11/22/2020
As a result of COVID 19, some may argue that the workforce will likely become increasingly mobile. People now have the option of working from home, and in many cases, out of state. Many people, including myself, are starting to think about uprooting for a change of scenery.
My goal is to create a state appeal ranking by referencing home price statistics compared to travel forum sentiment. A key assumption here is that sentiment of travelers is likely to overlap with sentiment of residents.
FHFA
Home Price Index data from the Federal Housing Finance Agency https://www.fhfa.gov/DataTools/Downloads/Pages/House-Price-Index-Datasets.aspx#mpo
fhfa <- read_xls("state_statistics_for_download.xls")
#remove junk headers
fhfa <- fhfa %>%
set_names(fhfa[3,])%>%
slice(-(1:3))
TripAdvisor
Posts from the TripAdvisor forum: Found in discussion threads links, organized state links; found at the below path. https://www.TripAdvisor.com/ListForums-g191-i3-United_States.html
trip_url <- "https://www.tripadvisor.com" trip_usforums_url <-paste0(trip_url,"/ListForums-g191-i3-United_States") trip_usforums_source <- readLines(trip_usforums_url, encoding = "UTF-8")

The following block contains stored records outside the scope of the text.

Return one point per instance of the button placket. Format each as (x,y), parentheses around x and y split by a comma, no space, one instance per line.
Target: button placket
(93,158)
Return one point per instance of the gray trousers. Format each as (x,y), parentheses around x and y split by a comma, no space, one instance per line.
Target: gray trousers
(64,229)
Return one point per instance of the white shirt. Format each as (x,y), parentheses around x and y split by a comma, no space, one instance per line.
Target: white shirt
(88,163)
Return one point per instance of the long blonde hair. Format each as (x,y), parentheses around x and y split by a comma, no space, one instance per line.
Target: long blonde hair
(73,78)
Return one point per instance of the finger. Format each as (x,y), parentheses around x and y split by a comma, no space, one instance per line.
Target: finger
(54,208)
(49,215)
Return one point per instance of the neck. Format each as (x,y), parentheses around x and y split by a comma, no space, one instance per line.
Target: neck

Gather all links from trip advisor United States forum main page
trip_usforums_all_links <- getHTMLLinks(trip_usforums_source)

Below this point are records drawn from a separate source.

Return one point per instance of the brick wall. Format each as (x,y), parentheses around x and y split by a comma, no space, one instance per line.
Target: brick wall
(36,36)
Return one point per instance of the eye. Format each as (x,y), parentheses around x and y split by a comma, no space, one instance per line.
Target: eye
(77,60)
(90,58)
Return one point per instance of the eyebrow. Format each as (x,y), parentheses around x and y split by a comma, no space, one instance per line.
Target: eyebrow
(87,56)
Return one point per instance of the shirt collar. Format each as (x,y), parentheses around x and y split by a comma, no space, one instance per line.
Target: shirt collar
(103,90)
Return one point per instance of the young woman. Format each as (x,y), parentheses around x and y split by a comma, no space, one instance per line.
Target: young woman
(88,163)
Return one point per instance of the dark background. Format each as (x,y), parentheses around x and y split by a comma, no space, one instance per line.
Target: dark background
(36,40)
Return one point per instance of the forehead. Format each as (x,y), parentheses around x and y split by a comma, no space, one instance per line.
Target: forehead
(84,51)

Identify links for the state specific forums
#Using "ShowForum" keyword to identify state bucket links trip_usforums_state_links <- str_subset(trip_usforums_all_links, "ShowForum")
Create function for gathering discussion topic links
getlinks <- function(root, ext, keyword) {
links <- paste0(root,ext)%>%
readLines()%>%
getHTMLLinks()%>%
str_subset(keyword)
return(links)
}
Loop through the state forums to pull the discussion topic links
topic_keyword <- "ShowTopic"
trip_discussion_links <- data_frame()
for(i in 1:length(trip_usforums_state_links)){
topic_links <- getlinks(trip_url,trip_usforums_state_links[i],topic_keyword)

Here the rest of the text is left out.